I finally left Ontario - the longest province - and reached Montreal. As soon as I entered Quebec I noticed a lot more bicyclists. Quebec is the province of bicyclists (I knew this before since most of the bicyclists I have encountered on my trip have been from Quebec province).
The province of Quebec has a lot of bike routes and paths and if there is a province that I would focus on for a mini bike trip then it would be Quebec as it is very bicyclist friendly and beautiful.
Today I biked along the 338 highway and then later along a bike path parallel to a small river. Eventually the path ended and the 338 veered north towards the bridges leading into Montreal (never knew it was on an island before today). In this area I met a group of professional cyclists that were biking fast towards Montreal. I joined their convoy and kept behind them.
One of the bicyclists in the convoy was Germaine. We started talking and he learned that I was biking cross Canada. Germaine was in his 70s and had previously biked across Canada and was a big fan of bike touring. He invited me to stay at his place for the night.
I hung out with Germaine and his family. He showed me his bike collection. He had a Giant bike that he used to tour cross Canada and other places around the world. The bike had clocked around 70000. In addition, he was restoring racing bikes from the 60s. He was impressed by my Canadian Tire bike.
In the afternoon, I left my stuff at Germaine's and biked out to visit Montreal downtown. A 30-40km ride one way. I biked along the southern shore of the island on the road. There was a bike path there as well, but I stuck to the road as the speed limit was 30km/h and I was peaking at 40km/h most of the time and passing all the cars. The neighbourhood was beautiful, but this is probably because shoreline properties are expensive.
I was biking fast and at times aggressive as I wanted to be seen. At one point a driver was seeking to make a left turn onto the road I was on while I had priority. With no one behind me, I wanted to make sure I was seen so I moved towards the middle of the lane instead of the side for a short bit. This forced the driver to wait further on his left turn and by the time he merged he had pulled down his window and was swearing at me and even tried to push me off the road with his car. Not a good example of defensive riding on my part. Today's evening bike ride was all adrenaline and fast speed. My legs were a little sore for the next couple of days despite me biking all the way from Vancouver.
The city was of Montreal was very beautiful and I was very very impressed. There were many bike paths and the city seemed bicycle friendly. Lots of people out in the city enjoying the weather and the bike paths. The downtown area of Montreal reminded me of Toronto - the colour schemes and design of some buildings. However, Montreal did not seem as crowded as Toronto was and had more historic buildings and statues.
I couldn't stay in Montreal downtown and explore for too long as I had another 40km to bike back to Germaine's. Biking in the dark on the bike paths is very beautiful and interesting. This was one of my most favourite parts of the ride.

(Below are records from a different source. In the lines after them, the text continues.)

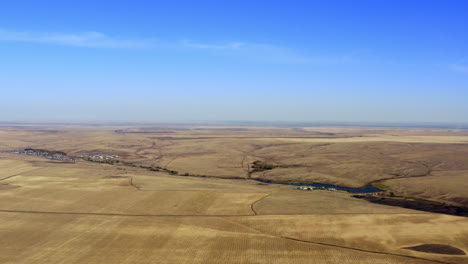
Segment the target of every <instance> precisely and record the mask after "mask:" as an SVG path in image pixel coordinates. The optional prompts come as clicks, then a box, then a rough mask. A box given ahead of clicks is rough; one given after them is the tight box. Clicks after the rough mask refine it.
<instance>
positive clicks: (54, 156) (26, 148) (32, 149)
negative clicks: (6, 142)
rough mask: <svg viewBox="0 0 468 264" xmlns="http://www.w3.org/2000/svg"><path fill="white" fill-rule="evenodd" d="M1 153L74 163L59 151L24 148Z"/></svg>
mask: <svg viewBox="0 0 468 264" xmlns="http://www.w3.org/2000/svg"><path fill="white" fill-rule="evenodd" d="M1 152H3V153H13V154H19V155H28V156H36V157H42V158H46V159H51V160H59V161H66V162H75V159H74V158H71V157H67V154H66V153H64V152H61V151H48V150H44V149H33V148H26V149H23V150H12V151H1Z"/></svg>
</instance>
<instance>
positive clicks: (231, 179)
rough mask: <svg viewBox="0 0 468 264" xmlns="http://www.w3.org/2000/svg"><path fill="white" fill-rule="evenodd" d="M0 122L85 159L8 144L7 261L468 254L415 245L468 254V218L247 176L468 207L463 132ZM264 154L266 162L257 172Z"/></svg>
mask: <svg viewBox="0 0 468 264" xmlns="http://www.w3.org/2000/svg"><path fill="white" fill-rule="evenodd" d="M0 131H2V133H0V148H1V149H0V150H5V151H6V150H8V151H12V150H18V149H24V148H34V149H47V150H51V151H52V150H53V151H61V152H64V153H66V154H67V155H69V156H72V157H76V162H62V161H58V160H51V159H47V158H44V157H36V156H29V155H20V154H15V153H11V152H5V153H2V154H1V156H3V158H1V159H0V184H1V185H0V187H1V188H0V222H1V223H2V225H1V226H0V235H1V236H0V245H1V247H0V251H1V253H2V254H0V262H1V263H220V262H224V263H467V262H468V258H467V256H466V255H450V254H436V253H428V252H422V251H417V250H411V249H408V248H411V247H415V246H418V245H447V246H450V247H453V248H455V249H456V250H455V252H459V251H462V252H465V253H466V252H468V239H467V238H468V221H467V220H466V218H465V217H458V216H452V215H444V214H435V213H429V212H424V211H418V210H412V209H405V208H400V207H395V206H386V205H380V204H375V203H369V202H367V201H365V200H362V199H356V198H353V197H352V194H350V193H346V192H343V191H327V190H314V191H300V190H296V189H295V188H292V186H287V185H275V184H265V183H260V182H256V181H250V180H246V179H248V178H258V179H265V180H269V181H275V182H304V183H308V182H309V183H310V182H313V181H315V182H320V183H330V184H337V185H343V186H352V187H359V186H362V185H365V184H367V183H369V182H378V183H379V184H381V185H380V186H385V187H386V188H388V190H387V192H389V191H392V192H394V193H395V194H397V195H401V196H405V197H415V198H420V199H426V200H431V201H439V202H445V203H449V204H453V205H465V206H466V205H467V204H466V201H467V198H468V197H467V196H466V192H464V190H466V189H467V186H466V184H467V181H466V177H467V175H468V174H466V173H465V172H468V162H467V161H466V158H464V157H466V154H468V139H467V138H468V133H466V132H464V131H456V132H454V131H411V130H385V129H380V130H376V129H372V130H371V129H354V128H301V129H297V128H296V129H291V128H278V127H188V126H175V127H170V126H165V127H150V128H142V127H135V126H128V127H112V126H108V127H93V126H46V125H41V126H38V125H34V126H33V125H24V126H23V125H22V126H7V125H5V126H3V127H0ZM91 155H103V156H106V155H109V156H110V155H118V157H119V160H121V162H120V163H105V162H95V161H94V162H93V161H89V160H86V159H80V158H79V156H91ZM103 161H104V160H103ZM256 161H260V162H257V163H256V164H262V166H261V168H262V169H261V170H256V171H254V172H252V170H253V169H252V165H253V164H254V162H256ZM123 162H126V163H123ZM128 164H132V165H133V166H128ZM270 164H273V165H274V166H270ZM148 167H151V168H156V167H159V168H165V169H167V170H174V171H177V174H178V175H175V174H172V175H171V174H170V173H168V172H167V171H166V170H160V171H154V170H149V169H147V168H148ZM257 167H258V166H257ZM265 168H266V169H265ZM182 175H185V176H182ZM447 179H450V180H447ZM425 248H430V246H426V247H425ZM457 250H459V251H457Z"/></svg>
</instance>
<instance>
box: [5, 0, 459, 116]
mask: <svg viewBox="0 0 468 264" xmlns="http://www.w3.org/2000/svg"><path fill="white" fill-rule="evenodd" d="M467 14H468V1H463V0H460V1H455V0H450V1H430V0H426V1H417V0H413V1H408V0H406V1H383V0H369V1H359V0H356V1H272V0H269V1H260V0H259V1H115V0H114V1H84V0H82V1H46V0H44V1H21V0H16V1H5V2H4V3H2V5H1V8H0V91H1V96H0V120H3V121H11V120H17V121H46V120H53V121H152V122H154V121H214V120H246V121H354V122H360V121H374V122H465V123H466V122H468V103H467V101H468V100H467V99H468V44H467V43H468V30H467V29H468V15H467Z"/></svg>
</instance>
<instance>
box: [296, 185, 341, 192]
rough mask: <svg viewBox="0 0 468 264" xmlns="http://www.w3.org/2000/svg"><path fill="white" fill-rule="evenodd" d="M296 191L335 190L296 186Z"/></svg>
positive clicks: (335, 190)
mask: <svg viewBox="0 0 468 264" xmlns="http://www.w3.org/2000/svg"><path fill="white" fill-rule="evenodd" d="M296 190H302V191H313V190H328V191H336V188H326V187H312V186H298V187H296Z"/></svg>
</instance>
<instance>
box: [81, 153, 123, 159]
mask: <svg viewBox="0 0 468 264" xmlns="http://www.w3.org/2000/svg"><path fill="white" fill-rule="evenodd" d="M118 157H119V156H118V155H104V154H99V155H92V156H85V155H81V156H80V158H88V159H93V160H106V159H107V160H108V159H115V158H118Z"/></svg>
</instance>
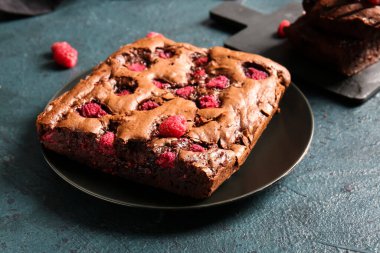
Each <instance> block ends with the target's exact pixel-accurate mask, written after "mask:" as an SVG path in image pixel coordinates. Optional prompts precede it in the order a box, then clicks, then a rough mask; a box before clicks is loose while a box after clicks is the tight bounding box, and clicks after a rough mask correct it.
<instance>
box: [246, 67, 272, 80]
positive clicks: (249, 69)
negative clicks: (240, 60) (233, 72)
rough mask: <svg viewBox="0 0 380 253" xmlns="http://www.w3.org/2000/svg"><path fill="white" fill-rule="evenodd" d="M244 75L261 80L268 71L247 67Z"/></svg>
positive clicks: (255, 79)
mask: <svg viewBox="0 0 380 253" xmlns="http://www.w3.org/2000/svg"><path fill="white" fill-rule="evenodd" d="M245 75H246V76H247V77H249V78H252V79H254V80H262V79H265V78H267V77H268V73H267V72H265V71H262V70H258V69H256V68H253V67H250V68H248V69H247V71H246V73H245Z"/></svg>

I had a wonderful shower and food at Germaine's. We talked about travel and life. Germaine was older and very healthy. He crossed Canada by bike in his 60s. He biked a lot, but he was noticing how we was getting weaker. He still could crush on the flat ground, but hills were getting harder and harder and his muscles smaller. Throughout the conversation he mentioned a few times 'if I was your age' and then the thought would trail off and be left incomplete. Does everyone get these thoughts at the end of the journey? I think yes as nostalgia seems inevitable unless you lose your memory. However, can the thoughts be minimized or positively transformed?
I was very grateful for hospitality. It was very kind and inspiring. Thank you Germaine!